Man charged in Ponzi scheme pleads guilty


By Peter H. Milliken

milliken@vindy.com

YOUNGSTOWN

A Lakeland, Fla., man, charged federally in a $14 million Ponzi scheme that solicited Mahoning Valley investors, pleaded guilty to conspiracy to commit wire and mail fraud and to conspiracy to launder money.

Edward A. Allen, 36, entered his plea Monday before U.S. District Judge Benita Y. Pearson.

On April 5, Allen’s co-defendant, David L. Olson, 61, also of Lake-land, pleaded guilty to the same charges pertaining to events between 2006 and 2009.

Olson will be sentenced at 11 a.m. June 28.

When Allen is sentenced in late June or early July, he could be sent to prison for up to 40 years and fined up to $500,000.

But Judge Pearson said federal sentencing guidelines suggest a prison term between 78 and 97 months for Allen, who has no prior criminal record.

Allen and Olson were partners in A&O Companies, which solicited investors in the Youngs-town area and from Florida, Texas and Arizona, according to the indictment.

Investors were told A&O’s purpose was to buy residential real estate and sell it at a profit, according to the U.S. attorney’s office.

But instead, the investments were used to pay company employees’ salaries, personal expenses and purported interest payments to various investors and mortgage payments on real estate purchased on behalf of A&O by investors, court records said.

The case was investigated by the FBI and IRS and is being prosecuted by David M. Toepfer, the Youngstown-based assistant U.S. attorney, who said 40 of the scheme’s 100 victims live in Northeast Ohio.

Allen and Olson promised investors a high rate of return, in one case up to 45 percent, through monthly interest payments and gave them promissory notes totaling $14 million, the U.S. attorney said.

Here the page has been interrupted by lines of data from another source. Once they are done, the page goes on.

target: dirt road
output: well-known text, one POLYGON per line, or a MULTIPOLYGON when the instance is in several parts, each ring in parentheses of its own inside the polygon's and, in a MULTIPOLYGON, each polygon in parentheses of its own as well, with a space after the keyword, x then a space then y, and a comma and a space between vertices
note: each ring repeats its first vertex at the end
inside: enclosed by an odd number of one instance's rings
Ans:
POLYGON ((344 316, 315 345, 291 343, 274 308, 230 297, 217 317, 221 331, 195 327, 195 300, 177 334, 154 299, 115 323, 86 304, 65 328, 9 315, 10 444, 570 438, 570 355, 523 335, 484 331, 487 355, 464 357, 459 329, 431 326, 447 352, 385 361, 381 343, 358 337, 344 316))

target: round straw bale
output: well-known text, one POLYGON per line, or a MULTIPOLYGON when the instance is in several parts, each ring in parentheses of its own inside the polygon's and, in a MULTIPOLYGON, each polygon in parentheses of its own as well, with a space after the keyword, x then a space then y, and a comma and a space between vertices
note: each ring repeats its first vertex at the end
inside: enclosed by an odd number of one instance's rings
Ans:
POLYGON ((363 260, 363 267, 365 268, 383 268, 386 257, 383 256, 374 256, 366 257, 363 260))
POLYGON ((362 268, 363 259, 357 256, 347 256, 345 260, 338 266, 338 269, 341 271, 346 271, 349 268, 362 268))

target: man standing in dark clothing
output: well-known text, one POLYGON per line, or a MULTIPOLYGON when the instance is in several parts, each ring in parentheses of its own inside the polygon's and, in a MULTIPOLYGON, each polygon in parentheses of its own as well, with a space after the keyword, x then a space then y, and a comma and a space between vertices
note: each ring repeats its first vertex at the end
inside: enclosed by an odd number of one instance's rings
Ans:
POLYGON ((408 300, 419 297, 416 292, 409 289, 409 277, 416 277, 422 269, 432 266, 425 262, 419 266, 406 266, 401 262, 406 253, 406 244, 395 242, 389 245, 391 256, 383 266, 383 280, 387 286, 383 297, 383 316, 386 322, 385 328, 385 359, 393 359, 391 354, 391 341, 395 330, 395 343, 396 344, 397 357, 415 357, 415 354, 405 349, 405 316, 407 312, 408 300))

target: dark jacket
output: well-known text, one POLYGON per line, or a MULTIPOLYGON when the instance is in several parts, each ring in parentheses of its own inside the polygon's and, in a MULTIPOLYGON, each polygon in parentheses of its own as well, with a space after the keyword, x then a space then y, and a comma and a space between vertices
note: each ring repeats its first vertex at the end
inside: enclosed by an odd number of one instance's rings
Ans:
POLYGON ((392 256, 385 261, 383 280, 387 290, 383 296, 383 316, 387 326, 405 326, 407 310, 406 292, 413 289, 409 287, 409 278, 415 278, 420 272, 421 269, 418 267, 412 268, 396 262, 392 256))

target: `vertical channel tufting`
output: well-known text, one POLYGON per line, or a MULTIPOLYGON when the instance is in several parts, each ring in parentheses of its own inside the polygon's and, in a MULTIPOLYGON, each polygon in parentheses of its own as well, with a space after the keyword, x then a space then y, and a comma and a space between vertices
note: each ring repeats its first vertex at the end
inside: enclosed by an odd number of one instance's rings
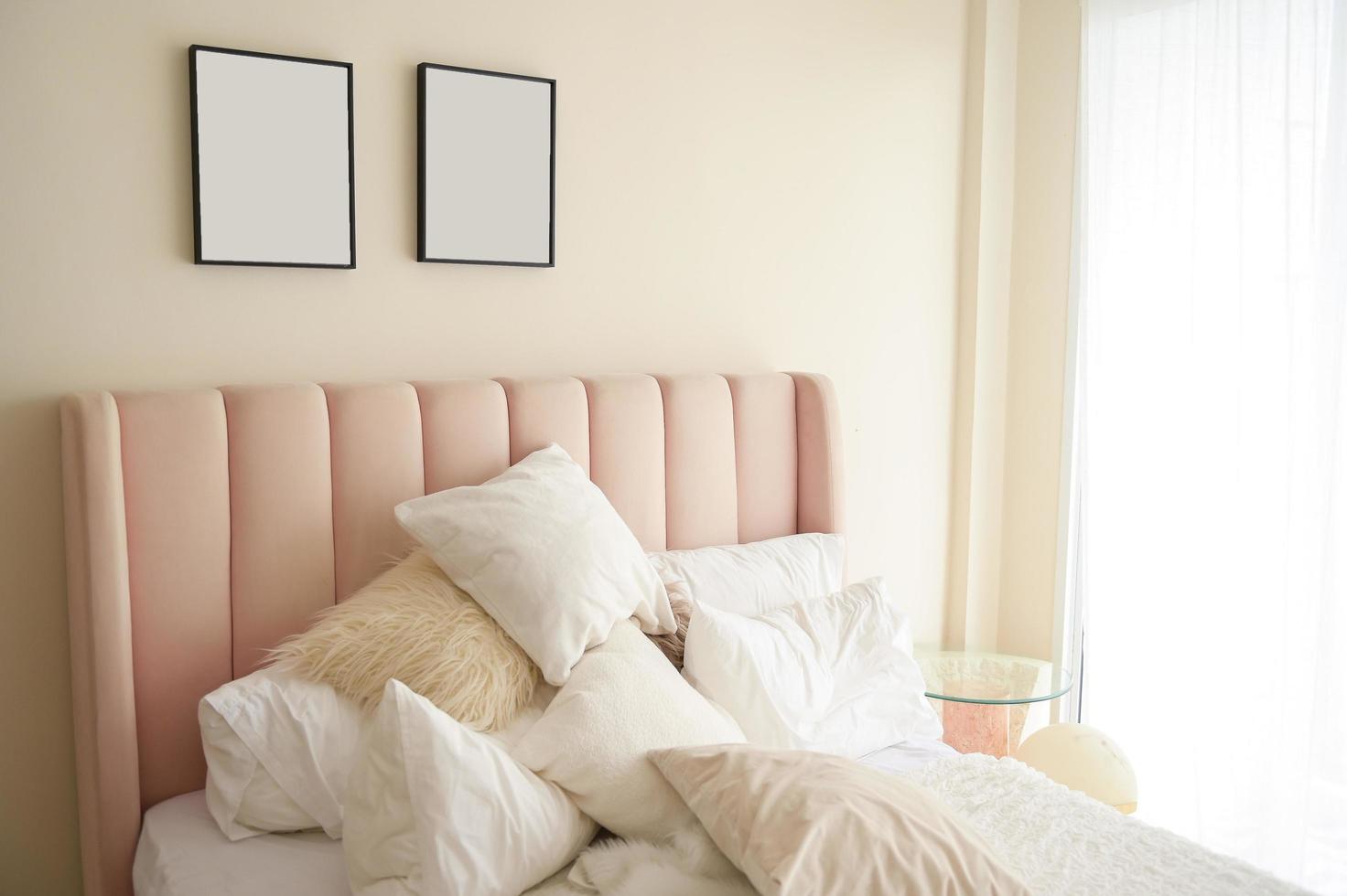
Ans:
POLYGON ((832 381, 792 373, 799 452, 799 531, 843 531, 842 418, 832 381))
POLYGON ((407 553, 393 507, 426 494, 420 404, 411 383, 325 383, 331 426, 337 600, 407 553))
POLYGON ((334 601, 327 400, 314 383, 228 386, 234 678, 334 601))
POLYGON ((230 679, 229 448, 214 389, 116 396, 143 807, 206 774, 197 701, 230 679))
POLYGON ((714 374, 657 379, 664 396, 668 548, 733 545, 738 496, 730 386, 714 374))
POLYGON ((795 381, 769 373, 726 377, 734 401, 740 542, 789 535, 796 525, 795 381))
POLYGON ((645 550, 664 550, 664 400, 653 377, 593 377, 590 478, 645 550))
POLYGON ((509 461, 551 443, 589 472, 589 400, 574 377, 498 379, 509 404, 509 461))
POLYGON ((426 494, 477 486, 509 467, 509 408, 494 379, 415 382, 426 494))

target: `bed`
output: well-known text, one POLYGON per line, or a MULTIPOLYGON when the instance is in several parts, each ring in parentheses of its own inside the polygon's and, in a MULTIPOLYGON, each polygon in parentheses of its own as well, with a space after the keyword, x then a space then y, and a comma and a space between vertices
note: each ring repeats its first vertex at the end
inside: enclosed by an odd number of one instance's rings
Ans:
MULTIPOLYGON (((836 400, 816 374, 100 391, 67 397, 62 429, 90 896, 349 892, 322 831, 225 839, 197 705, 401 556, 400 502, 556 443, 645 550, 843 521, 836 400)), ((1014 760, 950 753, 909 741, 862 761, 938 792, 1036 892, 1294 892, 1014 760)))

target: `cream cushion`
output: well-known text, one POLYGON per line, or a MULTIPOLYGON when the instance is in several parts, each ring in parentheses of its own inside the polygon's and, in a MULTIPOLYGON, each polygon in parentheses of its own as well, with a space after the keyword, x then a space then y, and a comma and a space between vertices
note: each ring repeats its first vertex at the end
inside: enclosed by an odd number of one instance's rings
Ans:
POLYGON ((322 827, 342 835, 342 796, 366 716, 284 669, 226 682, 197 708, 206 806, 229 839, 322 827))
POLYGON ((388 682, 346 790, 356 896, 517 896, 597 827, 490 737, 388 682))
POLYGON ((671 592, 698 607, 757 616, 842 587, 842 535, 800 533, 746 545, 715 545, 648 554, 671 592))
POLYGON ((325 609, 272 657, 366 712, 397 678, 477 731, 509 725, 539 678, 528 654, 424 550, 325 609))
POLYGON ((1028 896, 929 791, 839 756, 749 745, 651 760, 762 896, 1028 896))
POLYGON ((940 737, 911 643, 884 580, 867 578, 756 618, 700 608, 683 673, 753 744, 859 759, 940 737))
POLYGON ((513 755, 614 834, 653 839, 694 821, 647 753, 742 740, 738 725, 624 620, 585 654, 513 755))
POLYGON ((560 445, 395 513, 554 685, 620 619, 634 616, 653 634, 675 630, 668 593, 636 535, 560 445))

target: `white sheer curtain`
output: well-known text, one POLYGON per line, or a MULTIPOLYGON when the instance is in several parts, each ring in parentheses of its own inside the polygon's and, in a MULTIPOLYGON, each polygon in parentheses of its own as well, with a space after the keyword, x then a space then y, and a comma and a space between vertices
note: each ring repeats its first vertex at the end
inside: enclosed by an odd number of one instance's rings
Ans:
POLYGON ((1083 5, 1083 720, 1347 893, 1347 0, 1083 5))

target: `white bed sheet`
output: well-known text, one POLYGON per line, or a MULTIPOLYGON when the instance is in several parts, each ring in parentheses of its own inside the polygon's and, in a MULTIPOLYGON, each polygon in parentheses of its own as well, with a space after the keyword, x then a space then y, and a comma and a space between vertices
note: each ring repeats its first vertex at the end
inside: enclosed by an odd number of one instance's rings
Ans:
MULTIPOLYGON (((908 740, 861 763, 905 772, 951 755, 955 751, 938 740, 908 740)), ((564 876, 563 869, 550 880, 564 876)), ((341 841, 317 830, 232 842, 199 790, 145 813, 132 879, 136 896, 350 896, 341 841)))
POLYGON ((230 842, 201 790, 145 813, 132 880, 136 896, 350 896, 341 841, 314 830, 230 842))

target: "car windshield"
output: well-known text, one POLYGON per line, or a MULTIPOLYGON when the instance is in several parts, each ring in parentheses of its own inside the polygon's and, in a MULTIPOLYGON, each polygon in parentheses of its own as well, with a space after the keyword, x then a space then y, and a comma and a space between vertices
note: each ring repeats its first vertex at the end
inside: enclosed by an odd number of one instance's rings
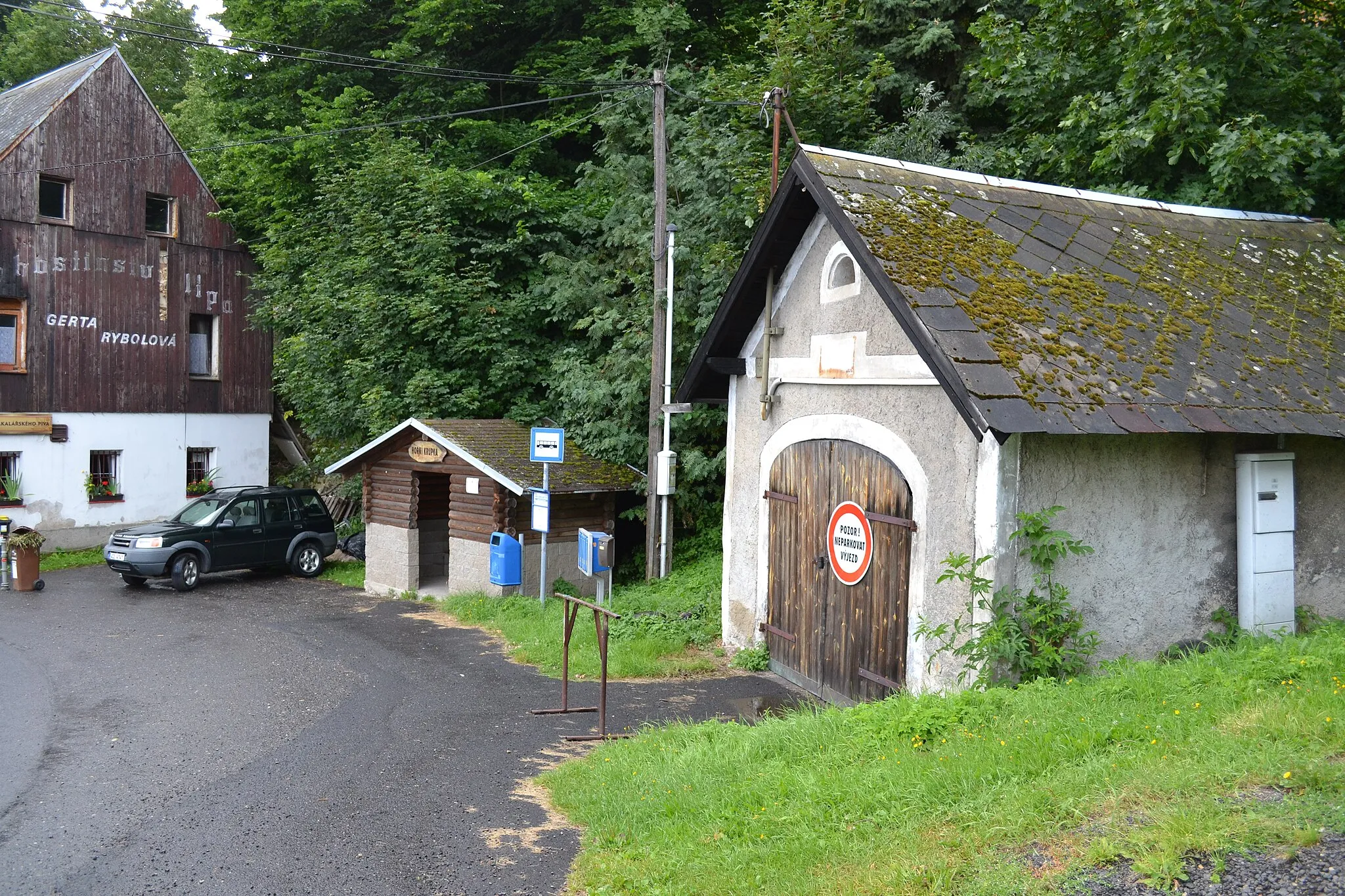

In the scheme, A&O made purported interest payments to some investors, which were derived from other investors’ funds, the federal prosecutor added.

The defendants told investors the notes were collateralized by Olson’s Florida lakefront property, the indictment says.

That property, purchased for about $425,000, declined substantially in value after a sinkhole developed and drained the lake in 2006, yet about $8 million in notes were collateralized by this property, the indictment says.